There are many reasons why someone starts a business. Many use their technical skills as the foundation for their business model. For some, starting their own business was an entrepreneur’s dream. And for others, it was a matter of circumstance, not necessarily by choice. But, no matter how you started your company, one thing is consistent among all repair shop owners: unless you plan on staying small, the growing pains of growing your business can be overwhelming.
All companies go through evolving stages: startup, growth, expansion and eventual succession. In the startup stage, you, the shop owner, are in the trenches every day. You control most of the day-to-day operations and every decision and event involves you.
The startup stage can be exhausting. It’s the phase often called survival mode, and for a good reason. In this phase, problems and issues arise daily, even hourly. For new shop owners, each day is a day to learn, improve and make course corrections. However, stress, anxiety and burnout will occur if you are in this phase too long.
Eventually, most business owners realize that to grow, they must do things differently. They understand that the financial side of the business is critical. Employee involvement becomes another essential component. For many, reaching out and networking within the industry becomes vital in expanding their business knowledge.
As a shop owner, you easily relate to the early stages of business. However, moving out of the startup phase has its own set of issues. As your business evolves, you will find that you may not be in total control anymore, which is not necessarily a bad thing. Relying on systems, procedures and your employees becomes a sound strategy for sustained success. With due diligence and correct planning, things begin to come together as you continue to move forward into the following phases: growth and expansion. Whether you decide to continue to grow your one location or add more stores to your enterprise, it won’t be your lack of knowledge that becomes the biggest obstacle in your business journey. Instead, the people you surround yourself with will become the prime reason for either failure or success.

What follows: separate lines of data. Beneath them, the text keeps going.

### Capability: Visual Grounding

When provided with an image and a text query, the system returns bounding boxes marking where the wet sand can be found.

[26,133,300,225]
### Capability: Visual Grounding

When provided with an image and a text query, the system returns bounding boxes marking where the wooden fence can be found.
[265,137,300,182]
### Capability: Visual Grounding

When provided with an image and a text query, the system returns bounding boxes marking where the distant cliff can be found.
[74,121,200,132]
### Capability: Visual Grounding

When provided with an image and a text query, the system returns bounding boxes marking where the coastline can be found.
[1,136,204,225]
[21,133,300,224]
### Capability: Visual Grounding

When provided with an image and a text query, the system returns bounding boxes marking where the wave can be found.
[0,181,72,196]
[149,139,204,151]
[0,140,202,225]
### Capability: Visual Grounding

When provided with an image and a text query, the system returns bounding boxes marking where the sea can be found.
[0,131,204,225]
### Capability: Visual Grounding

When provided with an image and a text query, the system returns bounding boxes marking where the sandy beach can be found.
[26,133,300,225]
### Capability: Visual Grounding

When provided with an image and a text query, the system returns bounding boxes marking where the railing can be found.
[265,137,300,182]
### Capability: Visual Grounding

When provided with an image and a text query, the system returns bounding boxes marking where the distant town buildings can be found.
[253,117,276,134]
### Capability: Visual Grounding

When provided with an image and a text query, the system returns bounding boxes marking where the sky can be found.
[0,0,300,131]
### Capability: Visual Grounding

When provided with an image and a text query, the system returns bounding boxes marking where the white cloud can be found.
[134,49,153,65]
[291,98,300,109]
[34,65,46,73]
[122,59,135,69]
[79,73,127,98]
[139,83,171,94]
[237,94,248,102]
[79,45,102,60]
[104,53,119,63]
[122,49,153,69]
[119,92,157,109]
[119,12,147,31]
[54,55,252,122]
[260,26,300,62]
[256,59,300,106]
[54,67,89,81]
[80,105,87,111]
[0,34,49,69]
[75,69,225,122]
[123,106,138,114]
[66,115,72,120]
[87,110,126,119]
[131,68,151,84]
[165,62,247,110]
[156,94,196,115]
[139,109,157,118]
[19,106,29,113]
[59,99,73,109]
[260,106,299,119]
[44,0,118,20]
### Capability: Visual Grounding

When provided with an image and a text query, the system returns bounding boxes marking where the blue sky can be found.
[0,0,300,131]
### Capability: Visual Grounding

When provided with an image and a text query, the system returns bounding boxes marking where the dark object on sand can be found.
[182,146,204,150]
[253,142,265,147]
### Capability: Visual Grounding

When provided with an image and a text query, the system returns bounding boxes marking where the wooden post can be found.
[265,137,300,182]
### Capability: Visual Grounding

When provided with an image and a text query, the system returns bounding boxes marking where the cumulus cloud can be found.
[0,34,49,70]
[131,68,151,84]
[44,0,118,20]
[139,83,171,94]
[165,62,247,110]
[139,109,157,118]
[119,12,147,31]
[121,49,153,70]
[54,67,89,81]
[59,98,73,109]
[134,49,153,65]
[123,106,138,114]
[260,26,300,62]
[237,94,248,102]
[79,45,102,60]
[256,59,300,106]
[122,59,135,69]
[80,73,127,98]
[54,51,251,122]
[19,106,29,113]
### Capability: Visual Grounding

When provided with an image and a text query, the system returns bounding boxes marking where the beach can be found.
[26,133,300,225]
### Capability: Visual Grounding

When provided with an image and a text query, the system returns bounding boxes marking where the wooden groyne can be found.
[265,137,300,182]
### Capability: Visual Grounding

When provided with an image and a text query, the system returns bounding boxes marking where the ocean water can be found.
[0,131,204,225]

To continue growing your company, you must develop your leadership skills and build a superstar team. And while it may not be easy at first, letting go and allowing the people you put into place to do their job is another critical strategy. However, don’t fear. Letting go brings out the best in others. Trusting others makes them flourish in their positions, which helps to elevate them and your company to new levels. I am not suggesting absentee ownership, but the better your business runs without you, the more successful your company will become.
Another thing to consider is your eventual exit from the business. Building a superstar team must be part of your exit strategy. Your business is worth more when you, the owner, are not directly needed in the day-to-day.
One thing to be aware of as you grow your company: If you believe you cannot find the right people, that no one can do their job as well as you can, get over yourself. If this is your mindset, the one who will hold you back will be yourself.
The bottom line is this, if your plans include continuous growth and expansion, your biggest growing pains will be the people you employ if they are not the right fit for your company. Combining poor leadership with employing the wrong people will prevent you from achieving your long-term business goals. The better job you do at hiring and managing the right people, the more successful you will become.